Data

Date:
13-11-1992
Country:
Belgium
Number:
R.G. 4.825/91
Court:
Tribunal de Commerce de Bruxelles, 11ème ch.
Parties:
Maglificio Dalmine s.l.r. v. S.C. Covires

Keywords

APPLICATION OF CISG - FORUM SITUATED IN A NON-CONTRACTING STATE - CHOICE OF LAW OF CONTRACTING STATE AS GOVERNING LAW OF THE CONTRACT (ART. 1(1)(B) CISG)

Abstract

A Belgian buyer ordered clothes from an Italian producer. The goods were delivered, but the buyer did not pay the price. In consequence, the seller refused to deliver other clothes in execution of a subsequent order made by the buyer and commenced action claiming payment of the price plus interest, as well as damages for not having been able to deliver the clothes in execution of the second order because of the previous non performance of the buyer. The buyer counterclaimed damages alleging breach of the second contract for non-delivery of the goods.

Although Belgium had not yet ratified CISG, the Court held that CISG was applicable since the parties had expressly chosen the law of Italy, a contracting State (Art. 1(1)(b) CISG).

Without further referring to CISG, the Court held that the buyer should have paid the price on the date fixed by the (first) contract. In addition, the Court granted the seller the right to interest at the Italian statutory rate, accruing from the date when payment was due. The seller was also granted an additional sum to assure the revaluation of its credit corresponding to the increase of the cost of living in the seller's country.

The Court disregarded the buyer's counterclaim inasmuch as it was the seller's right to suspend delivery of the goods until the buyer had fulfilled it's obligation to pay for the goods already delivered. The Court also rejected the seller's claim for damages, as the seller had failed to give evidence of either having produced the goods or of having resold them at a lower price.

Fulltext

[...]

I. - Objet des actions.

L'action Principale tend à la condamnation de la défenderesse au paiement :
- de 38.442,- fr étant une facture du 2 avril 1990 couvrant le prix de vente de marchandises payables le 2 juin 1990;
- des intérêts de retard depuis cette date au taux de 10% l'an;
- de 10.000,- fr à titre de compensation de l'érosion monétaire;
- de la contrevaleur au francs belges de 2.399.600,- Lit, à titre de dommages et intérêts en raison de la production de marchandises, qui n'ont pu été livrées à cause de la carence persistante de paiement de Covires.
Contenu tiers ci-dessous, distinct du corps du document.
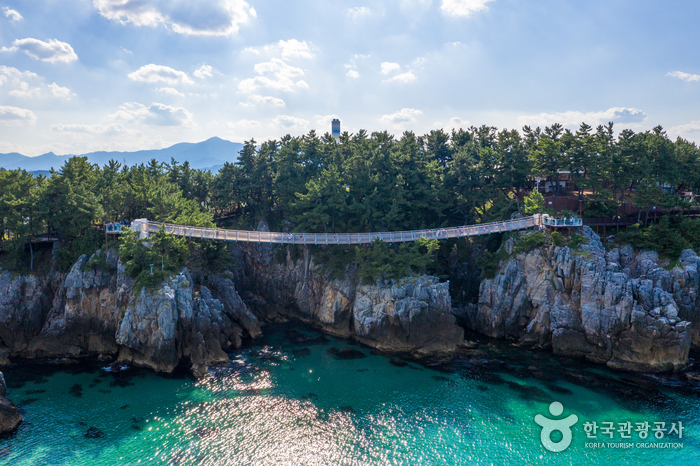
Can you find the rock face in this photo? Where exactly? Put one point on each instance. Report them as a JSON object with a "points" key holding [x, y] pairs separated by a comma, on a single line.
{"points": [[175, 324], [10, 418], [411, 315], [619, 307], [95, 310]]}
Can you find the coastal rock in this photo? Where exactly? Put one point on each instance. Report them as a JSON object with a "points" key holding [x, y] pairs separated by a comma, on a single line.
{"points": [[615, 308], [94, 310], [410, 315], [86, 310], [25, 301], [10, 417], [176, 324]]}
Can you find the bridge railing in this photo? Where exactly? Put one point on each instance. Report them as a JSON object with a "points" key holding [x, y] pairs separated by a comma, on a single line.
{"points": [[335, 238], [562, 222]]}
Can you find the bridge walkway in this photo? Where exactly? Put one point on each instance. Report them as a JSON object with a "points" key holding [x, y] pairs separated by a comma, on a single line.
{"points": [[247, 236]]}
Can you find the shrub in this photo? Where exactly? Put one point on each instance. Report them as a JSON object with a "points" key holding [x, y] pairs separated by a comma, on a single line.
{"points": [[531, 241], [558, 239], [576, 240]]}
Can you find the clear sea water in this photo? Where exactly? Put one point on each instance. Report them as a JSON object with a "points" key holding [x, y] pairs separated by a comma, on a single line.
{"points": [[288, 400]]}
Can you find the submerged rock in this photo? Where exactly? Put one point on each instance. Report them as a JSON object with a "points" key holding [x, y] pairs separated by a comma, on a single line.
{"points": [[346, 353], [94, 433], [10, 417]]}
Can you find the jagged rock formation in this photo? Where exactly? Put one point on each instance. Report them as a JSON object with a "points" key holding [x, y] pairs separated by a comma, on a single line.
{"points": [[619, 308], [410, 315], [95, 310], [173, 323], [10, 418]]}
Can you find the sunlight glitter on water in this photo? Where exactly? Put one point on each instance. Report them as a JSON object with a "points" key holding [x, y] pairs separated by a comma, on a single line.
{"points": [[274, 404]]}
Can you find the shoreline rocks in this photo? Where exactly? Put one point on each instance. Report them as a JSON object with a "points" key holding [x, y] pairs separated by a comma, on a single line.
{"points": [[412, 315], [95, 311], [615, 308]]}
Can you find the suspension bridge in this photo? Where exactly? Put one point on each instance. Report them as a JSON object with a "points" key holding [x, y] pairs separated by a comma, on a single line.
{"points": [[146, 227]]}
La défenderesse conclut à la suspension de la procédure tant que la demanderesse n'aura pas fourni les informations suivantes:
1. l'identité de ses organes
2. l'identité des personnes qui ont décidé de lancer la citation et la copie certifiée conforme de cette décision
3. une copie certifiée conforme de ses statuts
4. la 'lex societatis'. La défenderesse a précisé à l'audience qu'elle entendait par là la loi italienne.
En ordre subsidiaire, la défenderesse estime qu'il y a lieu d'interroger la Cour de Justice à Luxembourg sur le point de savoir si la Convention de Rome du 19 juin 1980 a prééminence sur la Convention de Vienne du 11 avril 1980 lorsque ces deux conventions entrent en conflit.
En ordre plus subsidiaire, la défenderesse conclut au fondement partiel de la demande à concurrence de 38.448,- fr et à une réduction des dépens.
Elle demande reconventionnellement la condamnation de la demanderesse au paiement de 100.000,- fr à titre de dommages et intérêts en raison de l'inexécution d'une commande aux torts de la demanderesse.

La demanderesse fabrique des articles vestimentaires tandis que la défenderesse exploite un commerce de vente au détail de ce type d'articles.
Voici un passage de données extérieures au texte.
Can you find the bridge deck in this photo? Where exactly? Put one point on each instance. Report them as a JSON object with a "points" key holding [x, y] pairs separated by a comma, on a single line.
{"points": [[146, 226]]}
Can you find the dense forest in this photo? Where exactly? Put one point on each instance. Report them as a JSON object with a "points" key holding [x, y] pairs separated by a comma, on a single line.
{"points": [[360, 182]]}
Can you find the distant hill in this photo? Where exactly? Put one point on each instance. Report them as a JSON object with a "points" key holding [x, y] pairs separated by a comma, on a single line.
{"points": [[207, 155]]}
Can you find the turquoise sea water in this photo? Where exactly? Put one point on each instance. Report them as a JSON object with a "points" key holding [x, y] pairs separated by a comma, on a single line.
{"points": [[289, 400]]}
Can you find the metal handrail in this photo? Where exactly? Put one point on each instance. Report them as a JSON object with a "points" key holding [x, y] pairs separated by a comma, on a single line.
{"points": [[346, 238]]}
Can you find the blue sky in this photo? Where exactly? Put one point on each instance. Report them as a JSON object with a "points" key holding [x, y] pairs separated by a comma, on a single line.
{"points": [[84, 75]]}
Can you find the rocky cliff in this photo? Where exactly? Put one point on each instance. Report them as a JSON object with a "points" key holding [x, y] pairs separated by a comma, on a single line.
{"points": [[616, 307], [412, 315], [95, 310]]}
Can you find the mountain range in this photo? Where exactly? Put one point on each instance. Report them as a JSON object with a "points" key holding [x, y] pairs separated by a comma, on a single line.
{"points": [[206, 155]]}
Le litige qui oppose les parties concerne d'une part une commande qui fut exécutée, facturée le 2 avril 1990 et qui devait être payée le 2 juin 1990. Cette facture n'est pas contestée.
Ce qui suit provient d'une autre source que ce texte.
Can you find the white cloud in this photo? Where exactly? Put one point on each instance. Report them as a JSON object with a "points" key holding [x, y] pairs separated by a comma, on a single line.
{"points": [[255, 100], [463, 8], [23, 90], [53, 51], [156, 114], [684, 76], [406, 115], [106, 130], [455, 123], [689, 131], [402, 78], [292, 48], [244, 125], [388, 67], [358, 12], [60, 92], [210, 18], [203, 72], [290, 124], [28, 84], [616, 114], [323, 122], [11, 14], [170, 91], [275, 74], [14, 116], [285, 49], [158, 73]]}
Il concerne d'autre part une commande du 8 février 1990 qui ne fut que partiellement exécutée.

[...]

III. - Conflit entre la Convention de Vienne (1980) et la Convention de Rome (1980)?

Les parties se référant à la Convention de La Haye du 15 juin 1955, s'accordent pour considérer à bon droit que la loi applicable à leurs relations contractuelles litigieuses est la loi italienne sur base de la clause contractuelle désignant expressément cette loi. L'Italie ayant approuvé la Convention de Vienne du 11 avril 1980 relative aux ventes internationales de marchandises, c'est cette convention entrée en vigueur en Italie le 1er janvier 1988 et qui fait partie de l'ordre juridique interne italien qu'il convient d'appliquer.

Si les parties s'accordent encore sur ce point, Covires se pose la question de savoir si la Convention de Rome ratifiée par la Belgique n'aurait pas une prééminence sur la Convention de Vienne non ratifiée par ce même pays.

L'article 21 de la Convention de Rome prévoit qu'elle ne porte pas atteinte à l'application des Conventions Internationales auxquelles un Etat contractant est ou sera partie. C'est l'application du principe de primauté de la règle particulière sur la règle générale.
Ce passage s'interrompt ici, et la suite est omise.